Estava dado o mote para o que seria a sua acção enquanto Príncipe e, agora, enquanto Rei. Criar conhecimento, promover a comunidade, respeitar a diferença para alcançar a Harmonia. E esta é, ou este conceito se quiserem, a mais forte ideia e a palavra mais vezes utilizada em todos os seus discursos. Fortalecer o sentido cívico, a interajuda a criar tecido social resiliente, preservar a herança cultural, ligar populações possibilitando-lhes o desenvolvimento do seu modo de vida, nomeadamente na agricultura, onde sempre defendeu práticas sustentáveis ambientalmente, que pôs em prática na sua propriedade de Highgrove. E foi também nesse âmbito que surgem o The Prince of Wales´s Charitable Fund e a Prince´s Foundation, partes de um mesmo todo visionado pelo então herdeiro do trono ao longo das últimas décadas. Difundir a cultura, as artes e a literatura, como forma de expressão dos diferentes povos que fazem parte do Reino Unido e da Commonwealth, fazer com que mais possam alcançar o sentido de beleza e de sabedoria, bem como o equilíbrio, essenciais ao ser humano. E ser um dos primeiros a chamar a atenção para a importância da Acção Climática a nível global.
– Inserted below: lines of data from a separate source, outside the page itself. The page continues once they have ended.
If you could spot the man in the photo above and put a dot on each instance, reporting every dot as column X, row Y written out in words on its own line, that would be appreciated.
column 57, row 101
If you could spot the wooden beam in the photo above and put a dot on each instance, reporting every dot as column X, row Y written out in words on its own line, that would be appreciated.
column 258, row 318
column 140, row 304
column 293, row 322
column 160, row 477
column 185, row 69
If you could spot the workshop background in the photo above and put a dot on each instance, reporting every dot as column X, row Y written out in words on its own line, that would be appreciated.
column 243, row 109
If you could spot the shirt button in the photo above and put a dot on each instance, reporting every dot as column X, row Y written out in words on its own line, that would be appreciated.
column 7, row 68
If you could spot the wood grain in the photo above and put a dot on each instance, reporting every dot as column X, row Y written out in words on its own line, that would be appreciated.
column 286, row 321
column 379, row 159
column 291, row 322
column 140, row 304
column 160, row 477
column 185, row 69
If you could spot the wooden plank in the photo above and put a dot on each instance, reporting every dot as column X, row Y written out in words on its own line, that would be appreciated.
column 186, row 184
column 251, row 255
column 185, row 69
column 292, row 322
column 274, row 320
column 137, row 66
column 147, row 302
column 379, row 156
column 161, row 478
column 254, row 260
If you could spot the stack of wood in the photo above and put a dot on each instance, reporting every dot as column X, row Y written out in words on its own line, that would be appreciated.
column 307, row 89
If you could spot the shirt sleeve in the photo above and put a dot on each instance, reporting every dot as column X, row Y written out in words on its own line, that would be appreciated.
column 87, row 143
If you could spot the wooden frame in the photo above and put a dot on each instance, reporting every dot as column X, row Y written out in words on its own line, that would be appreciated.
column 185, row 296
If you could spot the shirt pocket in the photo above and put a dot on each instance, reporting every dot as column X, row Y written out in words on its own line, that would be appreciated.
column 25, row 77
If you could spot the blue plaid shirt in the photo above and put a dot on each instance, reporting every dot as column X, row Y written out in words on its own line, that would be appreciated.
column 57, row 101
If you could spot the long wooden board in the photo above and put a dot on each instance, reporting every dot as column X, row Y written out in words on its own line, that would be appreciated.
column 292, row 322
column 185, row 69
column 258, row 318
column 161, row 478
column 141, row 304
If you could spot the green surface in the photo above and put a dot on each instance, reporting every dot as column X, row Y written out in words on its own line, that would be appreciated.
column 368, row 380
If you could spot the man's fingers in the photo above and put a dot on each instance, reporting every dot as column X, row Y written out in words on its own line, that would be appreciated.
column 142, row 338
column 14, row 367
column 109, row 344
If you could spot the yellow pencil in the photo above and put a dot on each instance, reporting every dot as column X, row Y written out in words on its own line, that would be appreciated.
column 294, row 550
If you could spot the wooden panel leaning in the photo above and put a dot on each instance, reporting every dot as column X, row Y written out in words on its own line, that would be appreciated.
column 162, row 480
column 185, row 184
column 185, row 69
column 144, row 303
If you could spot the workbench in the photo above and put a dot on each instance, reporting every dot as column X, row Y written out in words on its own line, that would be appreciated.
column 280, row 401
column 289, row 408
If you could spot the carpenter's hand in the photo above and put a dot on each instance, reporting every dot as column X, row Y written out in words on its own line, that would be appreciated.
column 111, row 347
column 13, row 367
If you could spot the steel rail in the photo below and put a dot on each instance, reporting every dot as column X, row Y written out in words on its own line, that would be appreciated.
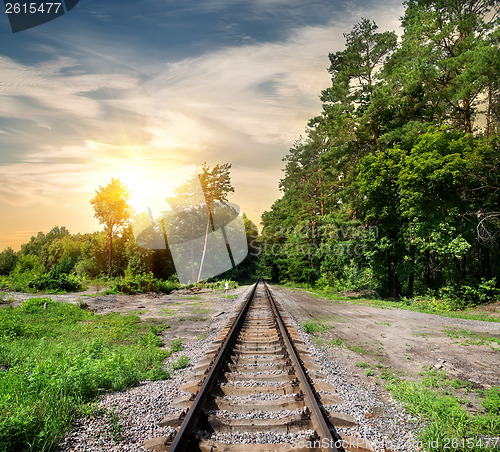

Mas será mais ainda na promoção constante do diálogo inter religioso que esta dimensão acontece e que ganha ainda maior actualidade, tanto social como política. Ao citar o Cardeal Newman, anglicano convertido ao catolicismo, ou no apoio a organizações como a Ajuda à Igreja que sofre, que lutam contra a discriminação e a perseguição religiosas, ao chamar ao Palácio de St. James os líderes religiosos muçulmanos duas semanas depois do 11 de setembro, quando todos lhe aconselhavam o contrário, num momento particularmente sensível, ao declarar numa entrevista que gostaria de ser conhecido como o defensor da Fé, Carlos demonstra, mais uma vez, como o seu papel como Rei será fundamental numa sociedade cada vez mais diversa, que é a do Reino Unido. A harmonia constrói-se com sabedoria e liberdade e para a alcançar tem que se saber ler o mundo em que se vive. E ele sabe. Bem simbólico de tudo isto é o “ The Sanctuary”, a capela com símbolos de diversas expressões religiosas que fez construir na viragem do milénio na sua casa de campo, ele, o agora chefe dos anglicanos. Ou as alterações introduzidas na cerimónia da coroação para acolher as diferentes confissões.

Se da sua mãe, a Rainha Isabel II herdou a importância da tradição (que na realidade significa entrega) e da estabilidade, do pai, Filipe da Grécia, Duque de Edinburgo, o não conformismo, a curiosidade constante, a paixão que põe em todas as causas. Dos dois, um enorme espírito de serviço e de dever.

Profundo, espiritual, preocupado com o todo numa sociedade cada vez mais individualista e racionalista, aberto à diferença e a construir pontes num país cada vez mais multiétnico e multicultural que o fascina. Numa sociedade que vive de pseudocelebridades construídas nos media e agora nas redes sociais, e que vão perdendo e ganhando fama, Carlos é uma constante. Sabe que nem sempre é compreendido, que foi sempre comparado. Nada disso o fez fazer diferente, que o seu patamar é outro. E é dessa diferença que vem o seu maior poder, o de ser ele mesmo. Um homem de hoje que projecta o futuro.

Se a sua mãe e anterior Rainha foi a mais dedicada dos servidores públicos, Carlos terá de continuar esse papel reforçado agora no sentido de o colocar a ele como o guardião de toda essa herança transmitida de geração em geração, sempre com capacidade de adaptação aos tempos e que fará dele também a chave de todo o sistema monárquico constitucional britânico, garante da continuação do funcionamento das instituições e, portanto, do bem estar das populações. A aliança entre a coroa e o povo, o principal protagonista desta história. A mais antiga democracia parlamentar do mundo e um homem comprometido, responsável e sabedor da sua missão. Um sistema que funciona e uma nova era, a de Carlos III, de um Reino que vai continuar Unido.